Pakistan’s Entry Into the SCO Should be Reciprocated by Promoting a Prospective Chinese Membership in SAARC
Islamabad: The Centre for Pakistan and Gulf Studies (CPGS) organized a roundtable discussion on “Pakistan and Shanghai Cooperation Organization (SCO): Building Common Understanding” in collaboration with Konrad Adenauer Stiftung (KAS) at the CPGS office.
The discussion was chaired by Lt. Gen (R) Syed M Owais, HI(M), Executive member Advisory Board; and the keynote speakers were Senator (R) M. Akram Zaki, Former Secretary General & Minister of State for Foreign Affairs, and Dr Mavara Inayat, Assistant Professor at School of Politics and International Relations, Quaid-e-Azam University. The event was widely attended by prominent policy makers, members of academia, government officials, practitioners, journalists, university students and the CPGS team.
The speakers highlighted the importance of Pakistan’s prospective membership of the SCO, particularly in the context of the evolving geopolitical and geo-economic realities of the region. The comprehensive and insightful presentations dilated upon the history of relations and present economic and strategic relations amongst the countries of the block.

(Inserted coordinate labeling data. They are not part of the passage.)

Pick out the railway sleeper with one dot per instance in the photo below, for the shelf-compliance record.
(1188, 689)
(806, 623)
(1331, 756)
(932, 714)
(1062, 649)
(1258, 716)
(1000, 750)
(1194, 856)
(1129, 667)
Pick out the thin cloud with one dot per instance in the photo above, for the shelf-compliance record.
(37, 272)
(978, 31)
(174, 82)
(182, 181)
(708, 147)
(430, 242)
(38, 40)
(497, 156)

The President CPGS, Senator Sehar Kamran (TI) in her welcome remarks, highlighted that the SCO countries plan to develop a ‘trade hub’ with partner states including Pakistan alongside its neighbors. She said that joining SCO was a wonderful opportunity for Pakistan, one that should not only be availed as soon as possible, but should be reciprocated by pursuing the case for China’s entry into SAARC.
Senator Kamran emphasized that in an interregional alignment, Pakistan should act as a conduit between the SCO countries and its neighbors for two reasons primarily. Firstly, its role in combating terrorism is vital for the region. Secondly, it provides the shortest possible trade routes to Central Asia, Iran and Gulf states on the one hand, and the Russian and Chinese markets on the other. Furthermore, she stressed that the expansion of the SCO could play a positive role in facilitating resolution of outstanding issues in Asia like Afghanistan and Kashmir. She also showed her concern that for the Gwadar Port to become fully functional, the security situation in FATA, Baluchistan and the neighboring Afghanistan would have to be addressed.
Ambassador(R) Akram Zaki in his presentation highlighted that “Pakistan and SCO, have common interest in combating “Terrorism, Separatism, Extremism Drug trade, and organized crime” which threaten their stability and hamper their development. The links between Pakistan and SCO are already well established, and Pakistan being an observer state, gets several opportunities during SCO meetings to develop common understanding with them. These opportunities will further increase when Pakistan is formally admitted into the SCO. Furthermore in the context of the recent developments with China, Ambassador Zaki, was of the view, that joining the SCO would provide further opportunity to strengthen Pakistan’s relations with its friendly neighbors, as well as provide a platform to lessen mistrust with the less-friendly ones.
Dr Mavara Inayat, in her remarks highlighted the importance of preparing for Pakistan’s entry into the SCO, keeping in mind the Phillip Taylor Model; which emphasizes on the nature of the relationships between members, the structure and functions of the organization and the processes involved. She also said that the SCO offers Pakistan a chance to ameliorate and strengthen its relationship with SCO member states in light of the changing geopolitical realities.
The speakers and expert panel thoroughly discussed the subject and collectively recommended that while some may hold reservations as to the utility of joining the SCO, Pakistan should make all efforts to join the organization. It should be wary of trying to force the pace of regional developments and should keep the expectations in check vis a vis the benefits that may be obtained. Joining a multilateral regional organization will not compromise Pakistan’s bilateral relationships.
While discussing the prospective membership, focus should be laid on the positive advancements that joining the SCO will enable the country to achieve at the national, regional and international platforms. The group also identified that Pakistan needs to work on two aspects in particular. First, the need for the development of a local ‘domestic’ eastern framework as a reference point that it can relate to, and second, understanding the nature of how the infrastructure created by Pak-China Economic Corridor would function to make it an effective gateway for Central Asian States (CARs).